Genesio, Paixão, vente du club : Stéphane Richard lâche tout sur RMC
Au lendemain de la clôture du mercato estival, le président de l'Olympique de Marseille était l'invité exceptionnel de Rothen s'enflamme sur RMC. Pendant près d'une heure, Stéphane Richard a répondu sans détour aux questions de Benoit Boutron, Christophe Dugarry, Benoit Costil et Florent Germain sur les dossiers brûlants du club : un mercato inédit sans la moindre recrue, les tensions avec Bruno Genesio, l'avenir de Frank McCourt et les fameuses rumeurs de vente. Résumé complet des échanges.
Pourquoi l’OM n’a-t-il recruté personne cet été ?
C’est la question qui fâche, et Richard ne l’a pas esquivée. Le bilan est brutal : 11 départs, zéro arrivée, une première dans l’histoire récente du club. Le président a assumé un exercice qu’il qualifie lui-même d’inédit, imposé par la situation financière et le cadre fixé par la DNCG.
Selon lui, le gendarme financier du football français a exigé un effort tellement violent qu’il aurait fallu vendre la quasi-totalité de l’effectif avant même de pouvoir envisager la moindre signature. Le club a donc vendu dès l’ouverture du marché, avec un contexte compliqué par la Coupe du monde qui a pesé sur l’ensemble du mercato.
Bruno Genesio a-t-il menacé de partir ?
Sur ce point, le président a joué la transparence. Il dément formellement toute menace de démission de son entraîneur, tout en reconnaissant que le dossier Igor Paixão a créé de très fortes tensions en interne.

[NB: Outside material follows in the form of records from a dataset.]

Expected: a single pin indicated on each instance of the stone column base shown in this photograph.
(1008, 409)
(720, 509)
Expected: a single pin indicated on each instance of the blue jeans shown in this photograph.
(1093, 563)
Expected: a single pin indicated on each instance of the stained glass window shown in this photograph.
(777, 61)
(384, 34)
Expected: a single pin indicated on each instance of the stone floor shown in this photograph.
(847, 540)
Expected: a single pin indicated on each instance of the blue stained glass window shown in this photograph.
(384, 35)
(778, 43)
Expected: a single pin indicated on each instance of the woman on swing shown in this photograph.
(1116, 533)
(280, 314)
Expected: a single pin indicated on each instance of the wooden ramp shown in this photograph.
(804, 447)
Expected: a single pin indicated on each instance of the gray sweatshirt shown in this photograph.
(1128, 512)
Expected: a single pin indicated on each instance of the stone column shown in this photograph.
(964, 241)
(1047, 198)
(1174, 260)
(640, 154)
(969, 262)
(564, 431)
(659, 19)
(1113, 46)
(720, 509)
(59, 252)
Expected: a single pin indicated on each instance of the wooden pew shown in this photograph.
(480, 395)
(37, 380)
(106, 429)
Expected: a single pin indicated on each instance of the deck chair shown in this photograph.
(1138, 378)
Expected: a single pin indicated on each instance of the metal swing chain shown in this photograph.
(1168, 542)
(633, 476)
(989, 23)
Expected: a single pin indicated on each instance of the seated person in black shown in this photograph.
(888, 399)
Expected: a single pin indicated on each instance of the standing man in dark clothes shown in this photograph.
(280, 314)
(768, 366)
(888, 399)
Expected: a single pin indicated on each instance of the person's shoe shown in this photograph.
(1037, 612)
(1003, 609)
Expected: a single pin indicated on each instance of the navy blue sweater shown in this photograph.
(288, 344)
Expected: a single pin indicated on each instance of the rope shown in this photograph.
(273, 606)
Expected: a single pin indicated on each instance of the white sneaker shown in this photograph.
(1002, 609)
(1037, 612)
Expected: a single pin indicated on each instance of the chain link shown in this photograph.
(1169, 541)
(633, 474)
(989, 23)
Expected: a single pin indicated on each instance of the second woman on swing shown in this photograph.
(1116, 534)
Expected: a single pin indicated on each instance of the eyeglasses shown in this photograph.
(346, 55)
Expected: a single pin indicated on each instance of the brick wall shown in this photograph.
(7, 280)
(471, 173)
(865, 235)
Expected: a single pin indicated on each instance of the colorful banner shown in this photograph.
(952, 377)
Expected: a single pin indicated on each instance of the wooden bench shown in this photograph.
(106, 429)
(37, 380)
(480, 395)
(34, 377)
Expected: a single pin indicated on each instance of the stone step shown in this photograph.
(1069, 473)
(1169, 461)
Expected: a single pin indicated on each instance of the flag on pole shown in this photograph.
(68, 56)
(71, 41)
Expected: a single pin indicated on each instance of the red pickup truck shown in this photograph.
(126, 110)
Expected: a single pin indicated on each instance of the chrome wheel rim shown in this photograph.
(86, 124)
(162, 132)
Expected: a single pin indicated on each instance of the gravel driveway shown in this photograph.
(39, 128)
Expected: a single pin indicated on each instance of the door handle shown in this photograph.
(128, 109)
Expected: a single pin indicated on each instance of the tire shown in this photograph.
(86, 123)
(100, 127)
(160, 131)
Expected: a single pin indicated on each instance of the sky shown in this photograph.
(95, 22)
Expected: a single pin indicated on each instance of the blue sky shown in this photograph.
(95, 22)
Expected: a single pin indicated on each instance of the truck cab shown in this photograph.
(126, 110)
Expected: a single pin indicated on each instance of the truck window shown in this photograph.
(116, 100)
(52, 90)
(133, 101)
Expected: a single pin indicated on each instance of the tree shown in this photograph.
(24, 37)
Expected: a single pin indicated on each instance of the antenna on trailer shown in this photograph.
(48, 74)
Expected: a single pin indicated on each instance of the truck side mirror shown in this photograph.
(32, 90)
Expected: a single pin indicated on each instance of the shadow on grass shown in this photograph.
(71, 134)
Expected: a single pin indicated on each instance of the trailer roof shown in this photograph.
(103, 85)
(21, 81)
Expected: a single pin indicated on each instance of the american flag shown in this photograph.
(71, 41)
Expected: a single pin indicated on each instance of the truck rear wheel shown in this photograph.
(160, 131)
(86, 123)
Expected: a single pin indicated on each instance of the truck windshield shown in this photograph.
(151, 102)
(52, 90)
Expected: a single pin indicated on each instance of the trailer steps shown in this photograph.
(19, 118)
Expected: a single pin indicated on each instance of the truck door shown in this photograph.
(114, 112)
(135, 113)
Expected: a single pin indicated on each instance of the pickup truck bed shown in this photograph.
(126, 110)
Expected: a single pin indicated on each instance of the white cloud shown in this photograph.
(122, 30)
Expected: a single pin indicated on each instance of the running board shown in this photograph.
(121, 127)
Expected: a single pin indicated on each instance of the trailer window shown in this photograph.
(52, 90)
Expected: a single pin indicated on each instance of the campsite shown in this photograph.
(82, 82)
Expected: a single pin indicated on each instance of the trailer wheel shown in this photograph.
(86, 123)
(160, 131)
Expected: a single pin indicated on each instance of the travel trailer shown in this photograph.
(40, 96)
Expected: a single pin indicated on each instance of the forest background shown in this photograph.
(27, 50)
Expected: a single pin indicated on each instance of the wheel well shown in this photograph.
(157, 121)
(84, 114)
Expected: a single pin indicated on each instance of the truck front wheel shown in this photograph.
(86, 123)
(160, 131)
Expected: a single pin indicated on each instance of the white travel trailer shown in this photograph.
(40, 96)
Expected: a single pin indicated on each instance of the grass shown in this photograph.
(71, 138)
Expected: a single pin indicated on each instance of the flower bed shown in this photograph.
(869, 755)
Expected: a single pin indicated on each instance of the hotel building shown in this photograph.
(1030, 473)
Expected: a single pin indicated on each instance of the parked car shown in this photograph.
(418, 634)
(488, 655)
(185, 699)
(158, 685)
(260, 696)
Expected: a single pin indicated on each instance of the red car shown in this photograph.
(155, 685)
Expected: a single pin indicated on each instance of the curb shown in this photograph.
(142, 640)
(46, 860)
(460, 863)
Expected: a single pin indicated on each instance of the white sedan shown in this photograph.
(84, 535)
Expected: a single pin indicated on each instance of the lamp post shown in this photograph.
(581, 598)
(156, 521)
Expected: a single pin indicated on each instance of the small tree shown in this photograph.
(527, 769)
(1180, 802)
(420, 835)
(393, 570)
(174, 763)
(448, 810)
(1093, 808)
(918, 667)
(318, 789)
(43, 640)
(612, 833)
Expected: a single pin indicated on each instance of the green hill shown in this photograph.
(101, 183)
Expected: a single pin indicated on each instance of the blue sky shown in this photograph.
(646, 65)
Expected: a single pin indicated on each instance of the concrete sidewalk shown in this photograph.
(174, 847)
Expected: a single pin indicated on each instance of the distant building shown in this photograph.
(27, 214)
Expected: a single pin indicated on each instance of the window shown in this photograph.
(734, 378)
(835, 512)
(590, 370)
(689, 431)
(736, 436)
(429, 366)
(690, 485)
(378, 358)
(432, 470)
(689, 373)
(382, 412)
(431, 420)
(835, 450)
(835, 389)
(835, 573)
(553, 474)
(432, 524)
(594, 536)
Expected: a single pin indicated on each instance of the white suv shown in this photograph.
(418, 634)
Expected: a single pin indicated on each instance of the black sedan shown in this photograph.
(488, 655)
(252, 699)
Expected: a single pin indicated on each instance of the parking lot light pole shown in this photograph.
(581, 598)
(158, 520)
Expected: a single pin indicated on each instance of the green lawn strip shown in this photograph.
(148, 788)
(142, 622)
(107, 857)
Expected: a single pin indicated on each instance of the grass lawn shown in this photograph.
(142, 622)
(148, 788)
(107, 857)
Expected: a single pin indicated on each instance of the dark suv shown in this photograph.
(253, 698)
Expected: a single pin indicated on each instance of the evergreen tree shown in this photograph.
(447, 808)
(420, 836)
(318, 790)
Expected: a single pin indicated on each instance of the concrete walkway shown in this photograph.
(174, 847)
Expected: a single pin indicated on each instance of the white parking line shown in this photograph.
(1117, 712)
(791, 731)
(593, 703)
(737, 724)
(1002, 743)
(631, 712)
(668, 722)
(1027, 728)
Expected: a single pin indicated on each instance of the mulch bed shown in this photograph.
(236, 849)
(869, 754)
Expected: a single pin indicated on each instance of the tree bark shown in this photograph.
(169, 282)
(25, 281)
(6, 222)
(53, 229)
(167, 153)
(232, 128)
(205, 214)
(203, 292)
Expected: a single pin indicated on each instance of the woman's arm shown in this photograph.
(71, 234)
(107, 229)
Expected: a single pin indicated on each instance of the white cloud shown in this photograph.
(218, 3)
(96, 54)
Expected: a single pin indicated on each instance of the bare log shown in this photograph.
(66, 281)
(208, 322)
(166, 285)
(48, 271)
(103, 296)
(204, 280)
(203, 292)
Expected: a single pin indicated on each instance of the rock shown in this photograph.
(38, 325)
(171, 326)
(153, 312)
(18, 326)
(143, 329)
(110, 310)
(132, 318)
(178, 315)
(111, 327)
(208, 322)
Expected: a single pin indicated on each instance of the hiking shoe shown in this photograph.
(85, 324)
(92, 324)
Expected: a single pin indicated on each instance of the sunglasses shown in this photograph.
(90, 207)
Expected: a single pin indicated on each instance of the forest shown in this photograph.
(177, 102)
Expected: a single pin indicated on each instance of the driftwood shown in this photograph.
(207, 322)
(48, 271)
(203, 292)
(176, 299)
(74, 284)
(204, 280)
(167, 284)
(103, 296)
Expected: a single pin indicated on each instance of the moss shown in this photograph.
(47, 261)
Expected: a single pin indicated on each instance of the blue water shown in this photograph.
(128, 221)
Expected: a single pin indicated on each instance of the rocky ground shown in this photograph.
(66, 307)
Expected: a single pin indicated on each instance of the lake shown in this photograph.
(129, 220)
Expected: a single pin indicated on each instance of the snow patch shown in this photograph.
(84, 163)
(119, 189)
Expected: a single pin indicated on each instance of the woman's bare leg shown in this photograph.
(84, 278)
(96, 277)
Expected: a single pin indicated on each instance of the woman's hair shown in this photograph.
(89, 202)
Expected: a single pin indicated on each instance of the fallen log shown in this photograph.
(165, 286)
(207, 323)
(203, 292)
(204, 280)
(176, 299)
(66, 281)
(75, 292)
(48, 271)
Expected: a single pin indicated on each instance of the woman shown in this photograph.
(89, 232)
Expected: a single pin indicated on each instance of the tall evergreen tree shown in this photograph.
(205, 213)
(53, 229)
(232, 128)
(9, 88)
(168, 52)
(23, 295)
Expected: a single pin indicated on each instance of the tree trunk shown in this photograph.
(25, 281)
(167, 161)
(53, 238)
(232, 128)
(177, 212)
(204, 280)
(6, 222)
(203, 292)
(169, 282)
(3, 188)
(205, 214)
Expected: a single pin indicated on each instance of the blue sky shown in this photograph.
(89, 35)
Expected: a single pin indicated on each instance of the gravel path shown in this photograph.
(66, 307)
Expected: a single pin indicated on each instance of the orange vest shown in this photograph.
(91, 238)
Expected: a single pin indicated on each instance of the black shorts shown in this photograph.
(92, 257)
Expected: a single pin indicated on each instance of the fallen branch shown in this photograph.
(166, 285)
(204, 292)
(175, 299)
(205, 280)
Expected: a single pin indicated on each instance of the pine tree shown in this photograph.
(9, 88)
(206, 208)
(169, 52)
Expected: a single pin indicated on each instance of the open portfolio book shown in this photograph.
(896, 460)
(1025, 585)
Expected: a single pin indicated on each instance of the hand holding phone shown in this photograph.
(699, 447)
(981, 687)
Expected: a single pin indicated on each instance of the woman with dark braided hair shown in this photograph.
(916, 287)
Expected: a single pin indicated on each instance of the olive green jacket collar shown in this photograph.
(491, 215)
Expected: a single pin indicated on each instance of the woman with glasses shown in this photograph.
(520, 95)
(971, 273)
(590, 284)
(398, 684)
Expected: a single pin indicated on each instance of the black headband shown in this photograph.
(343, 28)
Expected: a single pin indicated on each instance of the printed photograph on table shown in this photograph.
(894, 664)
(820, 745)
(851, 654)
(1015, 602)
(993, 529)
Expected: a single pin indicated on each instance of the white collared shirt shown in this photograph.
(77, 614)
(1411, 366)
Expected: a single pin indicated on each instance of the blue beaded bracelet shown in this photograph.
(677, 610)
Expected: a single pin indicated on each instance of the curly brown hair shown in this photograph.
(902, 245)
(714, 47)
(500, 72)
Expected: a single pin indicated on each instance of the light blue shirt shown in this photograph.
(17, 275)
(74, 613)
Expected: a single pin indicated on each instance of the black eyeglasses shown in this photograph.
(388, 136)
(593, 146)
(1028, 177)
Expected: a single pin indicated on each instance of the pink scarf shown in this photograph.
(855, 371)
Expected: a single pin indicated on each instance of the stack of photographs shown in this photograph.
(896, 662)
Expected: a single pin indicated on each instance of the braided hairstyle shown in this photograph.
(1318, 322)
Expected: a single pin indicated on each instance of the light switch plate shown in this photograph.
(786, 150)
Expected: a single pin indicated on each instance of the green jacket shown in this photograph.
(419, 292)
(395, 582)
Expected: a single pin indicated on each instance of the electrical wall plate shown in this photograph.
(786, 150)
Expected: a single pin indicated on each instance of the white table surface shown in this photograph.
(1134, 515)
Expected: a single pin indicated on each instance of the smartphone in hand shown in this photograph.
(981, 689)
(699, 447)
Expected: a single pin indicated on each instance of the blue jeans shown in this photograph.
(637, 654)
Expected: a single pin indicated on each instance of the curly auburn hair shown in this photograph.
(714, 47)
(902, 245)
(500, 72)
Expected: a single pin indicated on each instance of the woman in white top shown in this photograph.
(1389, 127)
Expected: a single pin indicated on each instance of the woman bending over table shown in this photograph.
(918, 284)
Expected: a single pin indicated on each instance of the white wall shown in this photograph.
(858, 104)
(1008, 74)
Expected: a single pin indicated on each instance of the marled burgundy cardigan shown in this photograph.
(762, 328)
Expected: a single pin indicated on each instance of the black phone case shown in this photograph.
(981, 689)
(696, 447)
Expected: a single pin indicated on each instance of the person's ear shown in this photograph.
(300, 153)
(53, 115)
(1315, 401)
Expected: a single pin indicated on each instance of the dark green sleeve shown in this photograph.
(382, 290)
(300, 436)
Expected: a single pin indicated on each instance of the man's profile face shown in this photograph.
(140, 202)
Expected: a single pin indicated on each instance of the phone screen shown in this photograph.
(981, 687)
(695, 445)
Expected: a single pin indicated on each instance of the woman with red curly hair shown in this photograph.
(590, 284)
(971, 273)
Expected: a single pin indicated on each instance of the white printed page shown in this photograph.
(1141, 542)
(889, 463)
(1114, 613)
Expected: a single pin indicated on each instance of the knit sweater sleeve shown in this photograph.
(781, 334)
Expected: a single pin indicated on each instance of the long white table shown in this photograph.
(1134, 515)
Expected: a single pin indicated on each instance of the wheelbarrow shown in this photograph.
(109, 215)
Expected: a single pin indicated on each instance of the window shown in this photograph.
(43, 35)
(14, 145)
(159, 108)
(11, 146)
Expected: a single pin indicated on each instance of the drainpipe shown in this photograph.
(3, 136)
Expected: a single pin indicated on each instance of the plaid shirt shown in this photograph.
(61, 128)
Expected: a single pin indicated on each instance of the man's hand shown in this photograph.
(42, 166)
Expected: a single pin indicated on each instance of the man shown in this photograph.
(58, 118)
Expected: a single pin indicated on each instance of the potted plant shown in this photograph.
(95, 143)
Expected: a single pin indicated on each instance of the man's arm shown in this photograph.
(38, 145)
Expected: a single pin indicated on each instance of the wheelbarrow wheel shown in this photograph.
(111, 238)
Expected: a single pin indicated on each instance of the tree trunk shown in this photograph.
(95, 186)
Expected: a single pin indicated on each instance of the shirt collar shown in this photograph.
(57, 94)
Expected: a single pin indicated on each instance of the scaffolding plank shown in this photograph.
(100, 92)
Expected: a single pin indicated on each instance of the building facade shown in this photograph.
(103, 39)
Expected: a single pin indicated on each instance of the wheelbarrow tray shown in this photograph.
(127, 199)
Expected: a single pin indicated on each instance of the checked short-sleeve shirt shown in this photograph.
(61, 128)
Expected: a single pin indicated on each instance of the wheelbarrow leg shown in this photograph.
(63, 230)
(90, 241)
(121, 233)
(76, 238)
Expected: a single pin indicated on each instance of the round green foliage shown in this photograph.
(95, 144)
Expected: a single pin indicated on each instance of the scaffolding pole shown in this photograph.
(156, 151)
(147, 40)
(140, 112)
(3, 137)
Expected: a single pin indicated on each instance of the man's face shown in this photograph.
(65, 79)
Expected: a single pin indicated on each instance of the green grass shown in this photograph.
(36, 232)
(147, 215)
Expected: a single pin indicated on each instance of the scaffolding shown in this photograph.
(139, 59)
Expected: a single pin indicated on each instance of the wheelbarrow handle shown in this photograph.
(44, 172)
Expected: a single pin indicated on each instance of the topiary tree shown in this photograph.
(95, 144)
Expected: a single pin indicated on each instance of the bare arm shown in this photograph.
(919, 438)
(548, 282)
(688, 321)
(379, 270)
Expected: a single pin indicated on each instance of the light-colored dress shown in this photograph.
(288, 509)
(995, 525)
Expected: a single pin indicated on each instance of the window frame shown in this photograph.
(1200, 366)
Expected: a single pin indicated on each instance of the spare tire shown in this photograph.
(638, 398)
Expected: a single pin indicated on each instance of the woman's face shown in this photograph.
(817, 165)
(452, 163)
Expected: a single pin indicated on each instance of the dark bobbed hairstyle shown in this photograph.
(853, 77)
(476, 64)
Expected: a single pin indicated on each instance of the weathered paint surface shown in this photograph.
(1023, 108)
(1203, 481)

Richard a même lâché que les deux parties n’étaient « pas loin du point de rupture » sur ce dossier. Il a tenu à défendre son coach : pour lui, Genesio ne fait pas de chantage au départ, et il se félicite chaque jour de le voir sur le banc marseillais.
Quel a été son rôle dans le maintien de Paixão ?
Richard a confirmé s’être personnellement investi dans le dossier, expliquant avoir jeté toutes ses forces dans la bataille pour conserver l’attaquant brésilien. Interrogé sur ce qui se serait passé sans son intervention, il a admis que le joueur serait peut-être parti. Il a toutefois rappelé que la décision finale sur ce type de dossier appartient toujours au propriétaire, Frank McCourt.
L’OM peut-il encore signer des joueurs libres ?
La porte n’est pas totalement fermée, mais elle est à peine entrouverte. Richard estime que ce sera très compliqué dans l’immédiat, pour les mêmes raisons financières, tout en refusant de dire non à 100 %. Toute signature d’un joueur libre nécessiterait de remettre les chiffres à plat et d’obtenir l’accord préalable de la DNCG. Sans ce feu vert, rien n’est possible.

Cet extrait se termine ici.